Kapitel 20

48 3 2
                                    

Kendall hatte die Nacht im Auto verbracht, weil er sich sowieso kein Hotelzimmer hätte leisten können, was eine ziemliche Umstellung war, wenn man doch einige tausende Dollar verdiente und sonst immer einen gewissen Standard genoss. Er versuchte sein zerzaustes Haar vergeblich im Rückspiegel zu ordnen, stieg dann aus dem Auto und streckte seine langen Glieder, die sich anfühlten wie zerknittert.

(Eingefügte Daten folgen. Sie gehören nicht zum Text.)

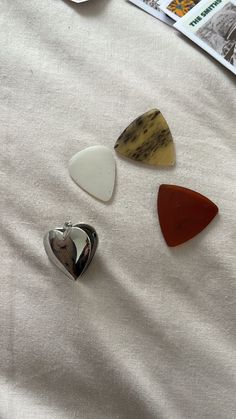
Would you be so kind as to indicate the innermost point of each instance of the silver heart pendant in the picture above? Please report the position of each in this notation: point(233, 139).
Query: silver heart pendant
point(71, 248)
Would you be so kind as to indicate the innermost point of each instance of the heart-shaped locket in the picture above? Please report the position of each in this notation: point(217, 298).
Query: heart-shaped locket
point(71, 248)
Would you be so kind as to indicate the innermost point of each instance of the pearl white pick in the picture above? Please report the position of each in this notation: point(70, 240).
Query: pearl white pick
point(93, 169)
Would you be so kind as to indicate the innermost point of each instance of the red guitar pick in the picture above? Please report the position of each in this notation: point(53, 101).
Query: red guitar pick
point(183, 213)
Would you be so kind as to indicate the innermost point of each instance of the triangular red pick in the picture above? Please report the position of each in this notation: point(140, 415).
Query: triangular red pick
point(183, 213)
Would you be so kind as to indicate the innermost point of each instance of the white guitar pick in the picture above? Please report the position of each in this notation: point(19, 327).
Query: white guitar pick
point(93, 169)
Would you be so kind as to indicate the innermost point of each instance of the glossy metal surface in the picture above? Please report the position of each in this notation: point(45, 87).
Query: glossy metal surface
point(71, 248)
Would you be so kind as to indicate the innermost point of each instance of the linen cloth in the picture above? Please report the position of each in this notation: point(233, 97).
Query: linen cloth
point(149, 332)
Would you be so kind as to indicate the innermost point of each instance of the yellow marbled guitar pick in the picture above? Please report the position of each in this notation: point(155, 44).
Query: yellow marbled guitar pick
point(148, 140)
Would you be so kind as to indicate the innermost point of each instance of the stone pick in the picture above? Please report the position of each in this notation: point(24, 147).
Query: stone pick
point(148, 140)
point(183, 213)
point(93, 169)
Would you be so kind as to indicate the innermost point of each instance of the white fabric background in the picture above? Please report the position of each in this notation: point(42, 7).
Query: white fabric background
point(149, 333)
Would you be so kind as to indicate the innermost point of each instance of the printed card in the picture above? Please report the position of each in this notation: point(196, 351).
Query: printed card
point(212, 25)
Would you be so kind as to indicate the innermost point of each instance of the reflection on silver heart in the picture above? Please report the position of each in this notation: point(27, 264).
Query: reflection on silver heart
point(71, 248)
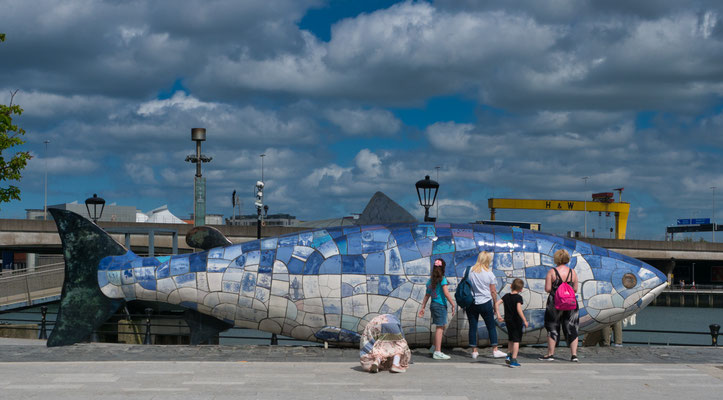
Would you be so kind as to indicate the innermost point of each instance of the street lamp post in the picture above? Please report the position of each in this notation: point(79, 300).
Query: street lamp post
point(427, 195)
point(95, 201)
point(45, 202)
point(585, 178)
point(437, 207)
point(713, 222)
point(198, 135)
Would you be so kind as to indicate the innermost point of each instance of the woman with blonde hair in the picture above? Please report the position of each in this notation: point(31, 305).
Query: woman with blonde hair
point(555, 320)
point(484, 291)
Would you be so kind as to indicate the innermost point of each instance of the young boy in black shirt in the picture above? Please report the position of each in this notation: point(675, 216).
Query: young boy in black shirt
point(514, 318)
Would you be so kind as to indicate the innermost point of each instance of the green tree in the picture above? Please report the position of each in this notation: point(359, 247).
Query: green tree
point(10, 136)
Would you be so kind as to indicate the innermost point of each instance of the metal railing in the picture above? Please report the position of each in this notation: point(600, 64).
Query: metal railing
point(691, 288)
point(713, 333)
point(24, 288)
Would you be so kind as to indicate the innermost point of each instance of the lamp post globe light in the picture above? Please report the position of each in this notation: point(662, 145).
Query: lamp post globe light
point(427, 194)
point(95, 201)
point(198, 135)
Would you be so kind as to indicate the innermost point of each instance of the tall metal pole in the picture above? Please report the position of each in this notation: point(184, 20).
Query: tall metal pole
point(198, 135)
point(585, 178)
point(713, 222)
point(437, 167)
point(45, 202)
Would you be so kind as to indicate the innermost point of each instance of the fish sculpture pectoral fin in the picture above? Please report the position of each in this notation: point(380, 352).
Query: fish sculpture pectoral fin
point(333, 334)
point(83, 307)
point(203, 327)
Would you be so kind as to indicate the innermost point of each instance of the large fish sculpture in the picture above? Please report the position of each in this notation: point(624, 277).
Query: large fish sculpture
point(325, 285)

Eine kleine ältere Frau auf der anderen Straßenseite beäugte ihn abschätzig. Ein Blick auf sein Handy verriet ihm, dass Daliah sich mit ihm in einer Viertelstunde treffen wollte. Er kramte in seinen Hosen- und Jackentaschen und fand glücklicherweise noch einen halben Kaugummi. Dann hatte er  wenigstens keinen Mundgeruch, wenn er ihr gegenüberstand. Da er den Weg erst einmal finden musste, ging er jetzt schon los. Die alte Frau rief ihm empört „Gesindel!“ hinterher, doch er drehte sich nicht mehr zu ihr um. Scheinbar war  er tatsächlich in Deutschland nicht so bekannt wie in Amerika, obwohl er Frauen in dem Alter wie die Frau, die er weiter hinter sich murren hören konnte– abgesehen von seiner Oma und dessen Freundinnen – wahrscheinlich sowieso unbekannt war. Er zuckte mit den Schultern und wandte seine Aufmerksamkeit lieber auf den Weg zu besagtem Café, den er erst noch finden musste. Als er an einem großen Schaufenster vorbei kam, versuchte er abermals seine strubbeligen Haare in eine glatte Form zu bringen, doch es brachte nichts, also ging er weiter, als ihn eine Mitarbeiterin in dem Laden verwundert musterte. Vielleicht würde Daliah das gut finden, schließlich sah er so etwas verwegen aus. Oder einfach nur, wie jemand, der gerade erst aus dem Bett gestiegen war.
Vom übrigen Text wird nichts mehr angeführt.